Malgré des avancées majeures en terme de loi et de sensibilisation, le handicap reste un sujet tabou en France, et tout particulièrement celui de la déficience auditive. Médias-cité s’est demandé ce que le numérique pouvait apporter d’utile aux personnes sourdes ou malentendantes.

Facilité de communication, marge d’autonomie gagnée, Internet et les nouvelles technologies ont réellement amélioré le quotidien des sourds ou malentendants. Mais on pourrait croire que puisque tout est écrit, puisque tout peut se faire digitalement, les sourds seraient alors les personnes en situation de handicap les plus autonomes. Sauf que, sur les quelques 6 millions de sourds en France, 80% seraient illettrés. Ce qui change tout.

Entretien avec Patrice Carillo, interprète, formateur et fondateur du centre de formation à la langue des signes française (la LSF) à Bordeaux.

Qu’est-ce que le numérique a apporté aux apprenants de la LSF ?

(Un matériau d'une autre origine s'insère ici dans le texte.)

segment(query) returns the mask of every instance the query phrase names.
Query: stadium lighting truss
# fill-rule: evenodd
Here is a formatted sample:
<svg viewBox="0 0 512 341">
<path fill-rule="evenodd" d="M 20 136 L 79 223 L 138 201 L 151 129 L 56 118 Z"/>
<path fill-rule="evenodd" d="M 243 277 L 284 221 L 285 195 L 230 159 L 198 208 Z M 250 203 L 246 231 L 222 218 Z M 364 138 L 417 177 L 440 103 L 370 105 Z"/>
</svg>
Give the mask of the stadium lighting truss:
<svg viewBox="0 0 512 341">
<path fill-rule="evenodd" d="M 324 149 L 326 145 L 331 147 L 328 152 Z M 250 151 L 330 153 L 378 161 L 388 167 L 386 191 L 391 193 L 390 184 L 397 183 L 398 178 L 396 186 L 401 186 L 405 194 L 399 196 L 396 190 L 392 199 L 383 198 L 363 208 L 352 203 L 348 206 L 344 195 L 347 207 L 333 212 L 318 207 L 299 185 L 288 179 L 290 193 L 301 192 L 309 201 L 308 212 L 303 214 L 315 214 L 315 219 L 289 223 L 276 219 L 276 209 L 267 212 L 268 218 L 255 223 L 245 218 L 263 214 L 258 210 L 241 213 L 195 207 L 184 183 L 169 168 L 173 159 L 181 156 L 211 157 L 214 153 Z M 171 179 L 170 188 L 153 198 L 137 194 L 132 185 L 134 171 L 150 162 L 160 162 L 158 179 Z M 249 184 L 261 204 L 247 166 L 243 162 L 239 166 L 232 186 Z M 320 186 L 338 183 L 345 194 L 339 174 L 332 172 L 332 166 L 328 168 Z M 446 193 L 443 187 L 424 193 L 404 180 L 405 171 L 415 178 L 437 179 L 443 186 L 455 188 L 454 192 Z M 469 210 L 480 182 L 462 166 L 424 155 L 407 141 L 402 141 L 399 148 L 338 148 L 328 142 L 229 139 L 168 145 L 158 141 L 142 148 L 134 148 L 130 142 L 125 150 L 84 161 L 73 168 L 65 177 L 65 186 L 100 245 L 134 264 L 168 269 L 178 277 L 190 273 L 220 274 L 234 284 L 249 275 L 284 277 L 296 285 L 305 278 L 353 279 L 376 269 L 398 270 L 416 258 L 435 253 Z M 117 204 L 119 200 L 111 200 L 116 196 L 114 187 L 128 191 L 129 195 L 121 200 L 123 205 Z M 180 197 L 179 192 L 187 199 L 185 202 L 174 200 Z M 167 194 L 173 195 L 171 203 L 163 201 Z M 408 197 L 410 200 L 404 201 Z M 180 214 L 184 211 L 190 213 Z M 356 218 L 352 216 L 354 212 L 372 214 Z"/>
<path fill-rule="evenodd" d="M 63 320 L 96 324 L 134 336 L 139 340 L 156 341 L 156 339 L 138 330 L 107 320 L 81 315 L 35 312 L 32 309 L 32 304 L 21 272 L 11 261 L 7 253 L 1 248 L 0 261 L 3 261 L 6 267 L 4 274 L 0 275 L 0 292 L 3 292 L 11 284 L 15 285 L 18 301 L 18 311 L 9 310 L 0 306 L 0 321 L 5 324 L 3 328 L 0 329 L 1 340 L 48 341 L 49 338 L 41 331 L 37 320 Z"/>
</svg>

Patrice Carillo : Pour bien comprendre les sourds, il fut déjà savoir que 80% d’entre eux sont illettrés. Lorsqu’on est entendant, on entend d’abord dans le ventre de la mère, ça continue à la naissance, les cordes vocales se forment, le bébé émet des cris puis se met à dire des mots. Il dit maman pour la première fois quand il l’a déjà entendu peut-être cinq cent fois avant. Le sourd, lui, n’a rien de tout cela. Il apprend à parler la LSF dont la syntaxe fonctionne à l’inverse du français. On signe comme on dessine.

C’est-à-dire.. ?

Patrice Carillo : Eh bien si je vous dis de dessiner un verre sur une table, vous dessinez quoi en premier ? La table, bien sûr. Le verre, après. Il n’y a pas non plus de pronom dans la LSF. C’est très différent, d’où la difficulté d’apprendre à lire une langue qu’on n’a jamais entendue et qui nous semble illogique.

Et les 20 % restants, comment ont-ils fait ?

Patrice Carillo : Les quelques personnes sourdes qui écrivent et lisent bien considèrent ça comme inné. On ne l’explique pas. Mais l’illettrisme n’est pas tabou. On dit « bonjour, je m’appelle Camille et je suis illettrée » sans aucun problème. C’est une toute autre culture, il y a une vraie culture des sourds.

Mais alors, le numérique n’a rien changé dans la vie des sourds ?

Patrice Carillo : Si ! Pour vous faire l’historique, ça a commencé avec le « Minitel dialogue », conçu pour eux : quand ça sonnait, il apparaissait un flash sur l’écran pour alerter la personne. Elle communiquait par écrit, mais ça lui prenait beaucoup de temps puisqu’elle est illettrée, donc les communications duraient et les factures étaient pharaoniques ! Puis est arrivé le fax. Génial, on pouvait prendre le temps d’écrire ou de dessiner son message, et l’envoyer au prix d’une communication basique. Arrive alors le téléphone portable avec le mode vibreur et les textos, encore un pas de franchi. Mais c’est bien le smartphone qui a opéré une révolution avec les appels vidéo. Les sourds peuvent désormais communiquer entre eux simplement et partout. Ici, quand un nouvel élève arrive à Bordeaux et qu’il est perdu, je lui dis « t’es où ? », il filme autour de lui et je l’oriente.

Leur smartphone est leur appendice. Ils passent leur temps à s’envoyer des vidéos, des photos… Des sites comme Doctolib leur permettent de prendre rdv tout seuls chez le médecin, c’est une grande avancée aussi. Ils comprennent lundi, mardi, 16H, prendre rdv. On leur montre une fois et c’est bon, ils reconnaissent la photo du médecin etc. Ce sont les phrases complexes qui posent problème.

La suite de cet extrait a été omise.